Jewelry making was always something I enjoyed doing, but didn’t realize it was a career path until that time. As opposed to fashion, jewelry design wasn’t an art that required you to live in only one of three major cities or that you work at a fashion company, and there were options: you could be a bench jeweler, or be the only jeweler in a small city. There were endless possibilities.  I committed to the jewelry design program and graduated, and then I did a handful of jobs working in accessories and jewelry. These jobs were all at bigger “fashion companies” making costume jewelry, and it was exactly like working in fashion, so that’s when I realized something was still wrong.  That world is a weird world – I was in an office Monday through Friday, 9am to 5pm, which is really 9am to 8 or 9pm, and emotionally, I was slipping away and not enjoying myself.

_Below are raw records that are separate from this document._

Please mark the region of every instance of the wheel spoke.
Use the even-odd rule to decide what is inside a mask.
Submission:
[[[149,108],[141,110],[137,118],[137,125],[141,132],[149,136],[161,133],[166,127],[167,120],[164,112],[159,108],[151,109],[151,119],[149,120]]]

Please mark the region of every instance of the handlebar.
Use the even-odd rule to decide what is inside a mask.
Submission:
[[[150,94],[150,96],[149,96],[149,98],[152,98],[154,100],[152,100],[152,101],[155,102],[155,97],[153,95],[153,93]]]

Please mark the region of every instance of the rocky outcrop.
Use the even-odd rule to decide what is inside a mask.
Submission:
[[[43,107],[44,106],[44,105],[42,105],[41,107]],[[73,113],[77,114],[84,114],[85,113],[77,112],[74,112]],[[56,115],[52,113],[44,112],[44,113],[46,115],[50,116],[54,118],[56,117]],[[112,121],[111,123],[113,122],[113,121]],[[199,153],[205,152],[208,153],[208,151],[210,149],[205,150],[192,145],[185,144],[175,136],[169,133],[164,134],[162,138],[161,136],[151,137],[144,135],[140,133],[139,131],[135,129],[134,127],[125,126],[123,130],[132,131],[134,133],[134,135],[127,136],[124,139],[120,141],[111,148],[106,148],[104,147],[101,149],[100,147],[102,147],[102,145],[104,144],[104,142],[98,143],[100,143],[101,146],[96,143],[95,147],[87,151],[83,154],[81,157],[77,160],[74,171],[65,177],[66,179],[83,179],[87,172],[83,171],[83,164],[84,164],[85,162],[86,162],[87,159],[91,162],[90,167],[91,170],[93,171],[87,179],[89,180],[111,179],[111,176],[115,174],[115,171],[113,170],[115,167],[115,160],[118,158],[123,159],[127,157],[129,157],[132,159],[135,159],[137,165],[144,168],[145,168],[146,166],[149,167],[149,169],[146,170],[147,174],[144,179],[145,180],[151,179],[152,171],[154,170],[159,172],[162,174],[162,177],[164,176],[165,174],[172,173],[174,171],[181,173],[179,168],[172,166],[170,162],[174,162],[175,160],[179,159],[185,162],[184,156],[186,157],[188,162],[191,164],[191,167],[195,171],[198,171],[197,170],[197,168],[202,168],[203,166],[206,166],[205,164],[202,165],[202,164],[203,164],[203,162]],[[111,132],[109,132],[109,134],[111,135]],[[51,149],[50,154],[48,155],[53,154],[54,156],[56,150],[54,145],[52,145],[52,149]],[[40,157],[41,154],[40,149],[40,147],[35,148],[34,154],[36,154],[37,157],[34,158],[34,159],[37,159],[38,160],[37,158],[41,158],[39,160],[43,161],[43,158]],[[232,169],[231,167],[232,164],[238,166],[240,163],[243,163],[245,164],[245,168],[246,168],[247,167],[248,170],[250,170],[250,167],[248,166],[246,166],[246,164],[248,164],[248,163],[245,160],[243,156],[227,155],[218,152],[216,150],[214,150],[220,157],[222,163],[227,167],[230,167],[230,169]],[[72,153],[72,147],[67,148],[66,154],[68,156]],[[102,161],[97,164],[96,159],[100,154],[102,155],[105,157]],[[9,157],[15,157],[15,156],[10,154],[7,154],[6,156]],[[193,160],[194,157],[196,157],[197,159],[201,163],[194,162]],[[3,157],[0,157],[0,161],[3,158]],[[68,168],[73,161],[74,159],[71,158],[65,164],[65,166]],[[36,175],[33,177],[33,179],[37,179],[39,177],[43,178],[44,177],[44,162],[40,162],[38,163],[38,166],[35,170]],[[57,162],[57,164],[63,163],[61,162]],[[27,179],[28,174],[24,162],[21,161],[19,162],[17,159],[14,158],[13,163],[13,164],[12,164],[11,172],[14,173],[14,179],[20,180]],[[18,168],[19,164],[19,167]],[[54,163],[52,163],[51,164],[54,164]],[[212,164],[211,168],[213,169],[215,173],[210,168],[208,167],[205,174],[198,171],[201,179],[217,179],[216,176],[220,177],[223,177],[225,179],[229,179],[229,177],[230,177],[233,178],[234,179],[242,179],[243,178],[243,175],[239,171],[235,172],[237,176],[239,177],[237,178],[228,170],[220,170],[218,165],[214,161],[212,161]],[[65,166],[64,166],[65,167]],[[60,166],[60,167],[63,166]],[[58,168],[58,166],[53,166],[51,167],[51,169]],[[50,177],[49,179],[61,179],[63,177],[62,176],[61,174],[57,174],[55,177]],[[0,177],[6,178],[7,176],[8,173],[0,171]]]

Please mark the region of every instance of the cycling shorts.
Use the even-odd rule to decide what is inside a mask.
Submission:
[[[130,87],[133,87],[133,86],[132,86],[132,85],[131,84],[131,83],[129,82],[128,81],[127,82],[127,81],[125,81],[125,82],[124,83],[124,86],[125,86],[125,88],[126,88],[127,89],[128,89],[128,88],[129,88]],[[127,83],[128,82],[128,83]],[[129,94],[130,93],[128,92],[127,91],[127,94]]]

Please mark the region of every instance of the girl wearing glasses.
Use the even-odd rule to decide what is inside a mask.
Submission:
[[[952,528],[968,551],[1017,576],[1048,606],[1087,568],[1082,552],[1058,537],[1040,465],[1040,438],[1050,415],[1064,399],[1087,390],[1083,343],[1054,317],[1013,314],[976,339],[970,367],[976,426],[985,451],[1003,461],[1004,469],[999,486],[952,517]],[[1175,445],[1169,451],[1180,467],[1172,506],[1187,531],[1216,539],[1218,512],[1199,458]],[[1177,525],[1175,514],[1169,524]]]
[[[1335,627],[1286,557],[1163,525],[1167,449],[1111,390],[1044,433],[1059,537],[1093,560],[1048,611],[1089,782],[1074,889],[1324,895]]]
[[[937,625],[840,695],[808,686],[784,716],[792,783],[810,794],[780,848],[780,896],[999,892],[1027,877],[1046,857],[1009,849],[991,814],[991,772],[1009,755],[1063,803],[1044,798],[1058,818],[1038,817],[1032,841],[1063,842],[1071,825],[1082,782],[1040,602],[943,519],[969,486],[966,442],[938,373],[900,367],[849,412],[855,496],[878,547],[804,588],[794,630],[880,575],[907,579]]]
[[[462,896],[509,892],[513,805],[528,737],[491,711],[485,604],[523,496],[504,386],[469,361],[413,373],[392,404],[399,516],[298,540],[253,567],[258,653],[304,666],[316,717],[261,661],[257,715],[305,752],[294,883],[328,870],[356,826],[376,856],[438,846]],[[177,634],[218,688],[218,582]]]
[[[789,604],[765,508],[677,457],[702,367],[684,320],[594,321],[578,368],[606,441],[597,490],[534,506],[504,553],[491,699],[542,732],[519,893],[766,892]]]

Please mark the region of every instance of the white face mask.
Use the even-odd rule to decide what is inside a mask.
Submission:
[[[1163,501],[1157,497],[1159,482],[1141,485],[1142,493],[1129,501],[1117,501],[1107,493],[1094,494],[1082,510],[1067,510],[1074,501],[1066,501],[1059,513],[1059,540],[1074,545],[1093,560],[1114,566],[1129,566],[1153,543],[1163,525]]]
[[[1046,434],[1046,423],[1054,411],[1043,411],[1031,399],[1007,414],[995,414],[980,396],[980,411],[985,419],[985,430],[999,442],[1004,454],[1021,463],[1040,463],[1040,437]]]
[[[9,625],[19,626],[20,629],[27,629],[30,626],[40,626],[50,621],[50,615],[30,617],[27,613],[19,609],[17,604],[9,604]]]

I had a really good friend who I was complaining to one night and he bluntly told me, “Stop doing this, this is your choice. There is an element here that you love or else you would stop completely”.

For some reason that really resonated with me. The very next day I quit my job and just said, “Fuck it”, I’ll figure it out.

Then I spent two years just kind of…

Figuring it out? (Laughs).

Well, this was 2002/2003, New York was a lot cheaper then and it’s not like I was making great salaries anyway so spending a couple years of being really broke? That was OK. As long as I could make enough money to pay my rent, I was good.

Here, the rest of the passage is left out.